Quatro vícios fundamentais, observados na utilização das emendas RP9, vêm sendo reproduzidos no uso das emendas RP8 em 2023: concentração do poder formal de destinação dos recursos nas mãos de um parlamentar e obscuridade com relação aos reais patrocinadores da indicação de recursos; as emendas são destinadas a ações orçamentárias genéricas idênticas e sem critérios de definição de políticas públicas; inobservância de critérios populacionais e/ou socioeconômicos para a escolha dos estados e municípios beneficiários dos recursos; e evidência de irregularidades na aplicação dos recursos, com vistas ao atendimento de interesses pessoais dos parlamentares que, de forma obscura, fizeram as indicações.
Por conta desses vícios relatados e da incompatibilidade manifesta com a Constituição, foi proposta perante o STF a ADPF 1.048, pedindo a imediata suspensão da execução das emendas de comissão. O absurdo dessas emendas é tamanho que os parlamentares, sem qualquer escrúpulo, literalmente abandonaram regra interna específica contida no artigo 44 da Resolução do Congresso 01/2006, que diz que devem ser obedecidos "critérios e fórmulas que determinem a aplicação dos recursos, em função da população beneficiada pela respectiva política pública, quando se tratar de transferências voluntárias de interesse nacional".
De igual forma, também os princípios da publicidade e da transparência devem orientar toda a ação orçamentária. O direito à informação pública é tão caro à República Federativa do Brasil que consta, sob outro ângulo, no título "Dos Direitos e Garantias Fundamentais", ao se afirmar que "todos têm direito a receber dos órgãos públicos informações de seu interesse particular, ou de interesse coletivo ou geral". Inexistem dúvidas, portanto, sobre a importância da transparência e da publicização de dados para o Estado Brasileiro.
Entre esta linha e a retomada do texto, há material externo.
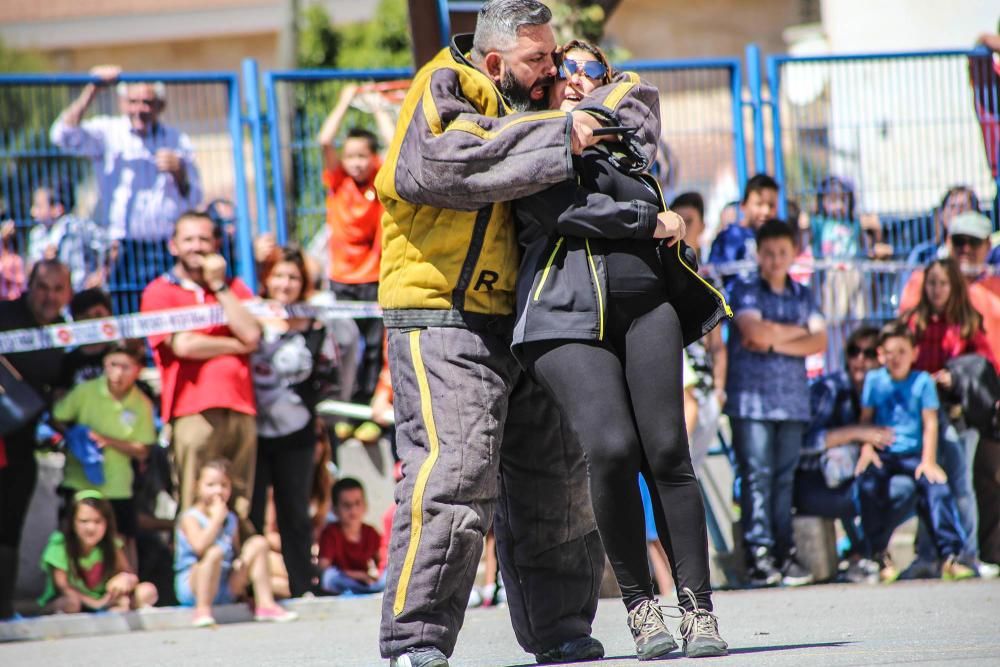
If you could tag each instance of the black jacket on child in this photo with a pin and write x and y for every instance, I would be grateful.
(567, 232)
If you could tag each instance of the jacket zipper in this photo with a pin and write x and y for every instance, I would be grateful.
(600, 296)
(717, 293)
(548, 267)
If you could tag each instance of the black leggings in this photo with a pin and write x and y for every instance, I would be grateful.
(624, 399)
(286, 463)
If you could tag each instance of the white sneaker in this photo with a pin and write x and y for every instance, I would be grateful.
(989, 570)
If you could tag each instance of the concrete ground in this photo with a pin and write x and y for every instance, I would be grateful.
(905, 623)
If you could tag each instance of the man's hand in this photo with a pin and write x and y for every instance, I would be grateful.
(932, 471)
(943, 378)
(169, 161)
(213, 270)
(381, 409)
(669, 226)
(868, 457)
(121, 584)
(879, 437)
(108, 74)
(582, 136)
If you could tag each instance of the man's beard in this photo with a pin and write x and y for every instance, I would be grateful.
(518, 96)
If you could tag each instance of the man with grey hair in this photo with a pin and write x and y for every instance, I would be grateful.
(475, 132)
(146, 175)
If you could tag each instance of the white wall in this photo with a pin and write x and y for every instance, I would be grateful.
(903, 130)
(855, 26)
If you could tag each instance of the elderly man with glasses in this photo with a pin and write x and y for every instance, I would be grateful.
(146, 175)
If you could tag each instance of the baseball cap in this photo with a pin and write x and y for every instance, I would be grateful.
(971, 223)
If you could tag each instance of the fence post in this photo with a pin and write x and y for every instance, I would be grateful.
(739, 135)
(444, 23)
(756, 106)
(244, 230)
(277, 170)
(251, 91)
(774, 101)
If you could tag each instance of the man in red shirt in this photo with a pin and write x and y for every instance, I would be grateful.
(206, 387)
(354, 220)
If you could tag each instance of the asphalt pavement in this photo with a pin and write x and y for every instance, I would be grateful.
(904, 623)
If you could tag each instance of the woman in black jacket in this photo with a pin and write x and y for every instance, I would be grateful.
(608, 295)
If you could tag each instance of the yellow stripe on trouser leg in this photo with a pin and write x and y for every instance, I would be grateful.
(417, 501)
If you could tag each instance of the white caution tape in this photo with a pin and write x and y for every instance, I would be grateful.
(142, 325)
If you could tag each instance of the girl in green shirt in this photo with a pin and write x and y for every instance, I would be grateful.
(85, 565)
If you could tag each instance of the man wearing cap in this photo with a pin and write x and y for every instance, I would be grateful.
(969, 242)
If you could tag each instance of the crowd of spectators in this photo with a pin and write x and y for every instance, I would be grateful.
(902, 428)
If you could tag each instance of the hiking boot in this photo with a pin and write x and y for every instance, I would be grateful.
(794, 573)
(921, 569)
(700, 630)
(574, 650)
(762, 570)
(953, 570)
(422, 656)
(652, 638)
(862, 571)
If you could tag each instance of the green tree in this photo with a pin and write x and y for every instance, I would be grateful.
(584, 19)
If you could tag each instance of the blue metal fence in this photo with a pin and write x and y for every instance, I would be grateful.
(703, 145)
(900, 128)
(204, 107)
(297, 104)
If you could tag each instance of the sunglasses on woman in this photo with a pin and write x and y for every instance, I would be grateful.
(592, 69)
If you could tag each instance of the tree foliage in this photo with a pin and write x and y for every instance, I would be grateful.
(583, 19)
(382, 42)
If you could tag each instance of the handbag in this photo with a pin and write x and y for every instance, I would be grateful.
(19, 402)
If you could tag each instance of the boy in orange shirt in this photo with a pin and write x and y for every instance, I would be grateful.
(354, 219)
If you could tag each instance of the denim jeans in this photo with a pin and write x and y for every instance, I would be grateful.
(767, 453)
(814, 498)
(935, 505)
(333, 580)
(956, 452)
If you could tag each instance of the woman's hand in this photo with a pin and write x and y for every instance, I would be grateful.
(670, 227)
(932, 471)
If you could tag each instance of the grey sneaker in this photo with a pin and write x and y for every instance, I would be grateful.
(652, 638)
(574, 650)
(423, 656)
(700, 630)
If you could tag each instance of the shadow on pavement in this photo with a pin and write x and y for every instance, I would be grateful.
(732, 651)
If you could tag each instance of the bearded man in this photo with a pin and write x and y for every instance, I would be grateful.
(474, 133)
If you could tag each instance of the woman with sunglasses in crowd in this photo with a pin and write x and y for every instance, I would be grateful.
(607, 296)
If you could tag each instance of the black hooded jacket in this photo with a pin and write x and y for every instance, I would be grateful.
(568, 232)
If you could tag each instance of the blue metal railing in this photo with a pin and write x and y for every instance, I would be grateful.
(204, 106)
(900, 126)
(292, 140)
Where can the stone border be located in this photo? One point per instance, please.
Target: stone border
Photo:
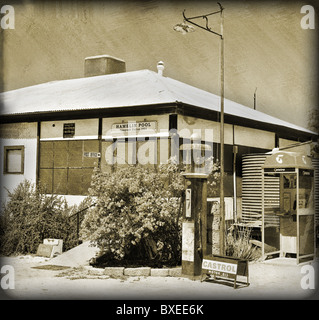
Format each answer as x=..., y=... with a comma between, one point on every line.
x=142, y=272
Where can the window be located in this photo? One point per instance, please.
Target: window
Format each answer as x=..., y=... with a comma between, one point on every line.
x=66, y=167
x=13, y=160
x=68, y=130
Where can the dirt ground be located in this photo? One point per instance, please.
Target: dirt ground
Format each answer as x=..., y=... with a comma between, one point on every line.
x=272, y=279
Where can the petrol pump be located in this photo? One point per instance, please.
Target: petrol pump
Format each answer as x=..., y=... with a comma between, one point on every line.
x=288, y=223
x=194, y=231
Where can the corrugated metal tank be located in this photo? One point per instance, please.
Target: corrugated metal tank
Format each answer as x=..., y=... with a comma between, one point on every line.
x=252, y=189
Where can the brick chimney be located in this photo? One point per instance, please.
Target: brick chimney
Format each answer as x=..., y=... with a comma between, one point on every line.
x=103, y=64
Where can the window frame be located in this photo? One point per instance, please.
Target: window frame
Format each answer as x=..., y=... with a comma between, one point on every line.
x=5, y=161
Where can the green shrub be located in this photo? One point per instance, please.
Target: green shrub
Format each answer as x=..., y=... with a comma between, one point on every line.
x=137, y=214
x=238, y=244
x=29, y=216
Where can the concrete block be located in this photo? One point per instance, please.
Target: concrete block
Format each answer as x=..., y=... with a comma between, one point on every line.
x=44, y=250
x=114, y=271
x=175, y=272
x=137, y=272
x=159, y=272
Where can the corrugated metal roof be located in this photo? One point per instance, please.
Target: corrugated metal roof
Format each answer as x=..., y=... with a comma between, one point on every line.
x=136, y=88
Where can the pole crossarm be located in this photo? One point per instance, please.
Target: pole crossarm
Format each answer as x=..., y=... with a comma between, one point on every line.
x=205, y=16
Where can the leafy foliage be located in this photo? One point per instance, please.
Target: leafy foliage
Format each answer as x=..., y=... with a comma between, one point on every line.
x=238, y=244
x=137, y=213
x=30, y=216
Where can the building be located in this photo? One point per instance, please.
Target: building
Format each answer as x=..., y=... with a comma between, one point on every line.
x=55, y=133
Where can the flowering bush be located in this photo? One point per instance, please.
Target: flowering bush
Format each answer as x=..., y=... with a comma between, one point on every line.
x=137, y=213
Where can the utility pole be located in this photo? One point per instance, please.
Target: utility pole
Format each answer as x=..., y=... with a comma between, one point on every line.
x=222, y=169
x=184, y=28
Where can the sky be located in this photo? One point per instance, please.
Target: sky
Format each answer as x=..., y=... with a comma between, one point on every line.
x=266, y=49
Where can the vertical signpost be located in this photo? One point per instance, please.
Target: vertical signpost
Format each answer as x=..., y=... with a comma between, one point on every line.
x=194, y=225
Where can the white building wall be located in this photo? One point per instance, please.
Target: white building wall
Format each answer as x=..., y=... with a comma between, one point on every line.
x=20, y=134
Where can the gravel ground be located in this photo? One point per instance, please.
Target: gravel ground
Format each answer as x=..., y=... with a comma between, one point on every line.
x=272, y=279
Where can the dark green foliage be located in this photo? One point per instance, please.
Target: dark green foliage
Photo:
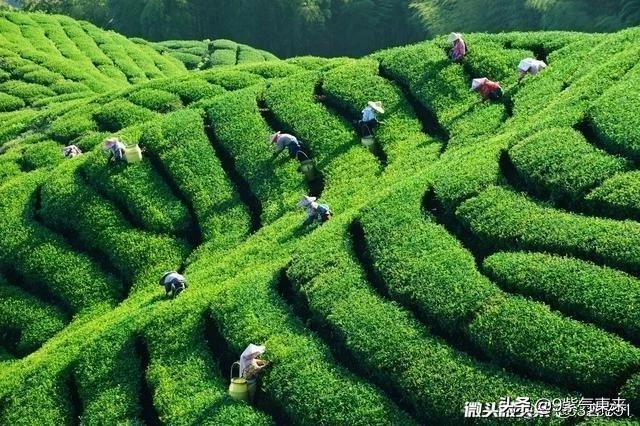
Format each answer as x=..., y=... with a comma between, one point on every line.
x=41, y=154
x=303, y=380
x=615, y=119
x=242, y=132
x=530, y=336
x=10, y=103
x=597, y=294
x=180, y=142
x=504, y=219
x=119, y=114
x=156, y=100
x=390, y=344
x=33, y=321
x=141, y=191
x=618, y=196
x=560, y=163
x=69, y=205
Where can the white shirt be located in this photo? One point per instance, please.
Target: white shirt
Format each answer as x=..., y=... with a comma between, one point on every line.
x=172, y=276
x=368, y=114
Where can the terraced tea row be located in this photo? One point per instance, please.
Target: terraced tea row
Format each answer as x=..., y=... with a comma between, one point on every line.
x=404, y=306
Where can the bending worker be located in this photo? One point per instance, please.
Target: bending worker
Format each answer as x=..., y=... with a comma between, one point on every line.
x=173, y=283
x=116, y=149
x=285, y=140
x=488, y=89
x=459, y=47
x=71, y=151
x=369, y=122
x=530, y=66
x=315, y=211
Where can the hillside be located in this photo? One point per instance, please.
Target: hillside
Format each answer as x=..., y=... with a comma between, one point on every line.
x=482, y=250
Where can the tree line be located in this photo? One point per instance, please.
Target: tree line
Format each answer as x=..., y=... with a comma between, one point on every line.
x=338, y=27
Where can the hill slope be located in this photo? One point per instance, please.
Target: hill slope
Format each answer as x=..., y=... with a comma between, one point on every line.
x=482, y=250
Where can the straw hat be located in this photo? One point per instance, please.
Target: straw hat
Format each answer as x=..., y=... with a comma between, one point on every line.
x=477, y=82
x=108, y=143
x=453, y=37
x=306, y=200
x=377, y=106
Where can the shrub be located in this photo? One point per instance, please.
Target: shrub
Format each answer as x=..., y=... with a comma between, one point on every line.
x=618, y=196
x=392, y=347
x=350, y=87
x=10, y=103
x=120, y=113
x=35, y=253
x=560, y=163
x=583, y=290
x=303, y=380
x=500, y=218
x=35, y=321
x=109, y=379
x=180, y=142
x=141, y=192
x=223, y=57
x=237, y=125
x=69, y=205
x=615, y=122
x=41, y=154
x=29, y=92
x=231, y=79
x=73, y=124
x=189, y=60
x=439, y=269
x=181, y=365
x=156, y=100
x=529, y=336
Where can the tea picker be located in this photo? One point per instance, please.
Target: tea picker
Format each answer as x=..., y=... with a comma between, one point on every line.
x=174, y=283
x=71, y=151
x=245, y=386
x=369, y=122
x=459, y=47
x=488, y=89
x=292, y=144
x=530, y=66
x=315, y=211
x=121, y=153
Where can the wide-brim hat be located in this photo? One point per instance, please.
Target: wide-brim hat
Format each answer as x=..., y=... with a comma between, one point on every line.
x=453, y=37
x=377, y=106
x=306, y=200
x=108, y=143
x=477, y=82
x=525, y=64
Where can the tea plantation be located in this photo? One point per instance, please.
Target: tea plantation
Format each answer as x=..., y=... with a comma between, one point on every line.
x=481, y=250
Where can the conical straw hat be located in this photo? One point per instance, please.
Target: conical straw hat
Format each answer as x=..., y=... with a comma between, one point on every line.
x=377, y=106
x=477, y=82
x=453, y=37
x=306, y=200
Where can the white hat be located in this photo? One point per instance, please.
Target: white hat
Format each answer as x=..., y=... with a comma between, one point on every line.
x=525, y=64
x=453, y=37
x=274, y=137
x=477, y=82
x=377, y=106
x=306, y=200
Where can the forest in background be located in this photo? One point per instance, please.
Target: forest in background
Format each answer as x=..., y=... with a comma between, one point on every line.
x=339, y=27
A necessidade de publicidade, inclusive, foi instrumentalizada pela Lei de Acesso à Informação (Lei nº 12.527/2011), que regula o acesso a informações, como requerido constitucionalmente.
Nenhum critério — nem populacional, nem geográfico, nem de política pública — tem sido levado em consideração para as emendas de comissão. Como as anteriores emendas de relator, é literalmente uma "emenda Pix", que vai direto para a base eleitoral do seu interessado, contribuindo para garantir com recursos dos impostos o sucesso na disputa eleitoral próxima, quando esses recursos deveriam ser aplicados nas políticas públicas indicadas no Plano Plurianual ou na Lei de Diretrizes Orçamentárias, como determina o próprio artigo 165 da Constituição Federal.
Alguns sustentam que esse novo poder que o Congresso tem outorgado a si próprio decorre do próprio custo da democracia. Entretanto, esse custo, se muito elevado (como tem se apresentado ano após ano), a médio prazo pode minar a própria representação política fundamental para qualquer democracia.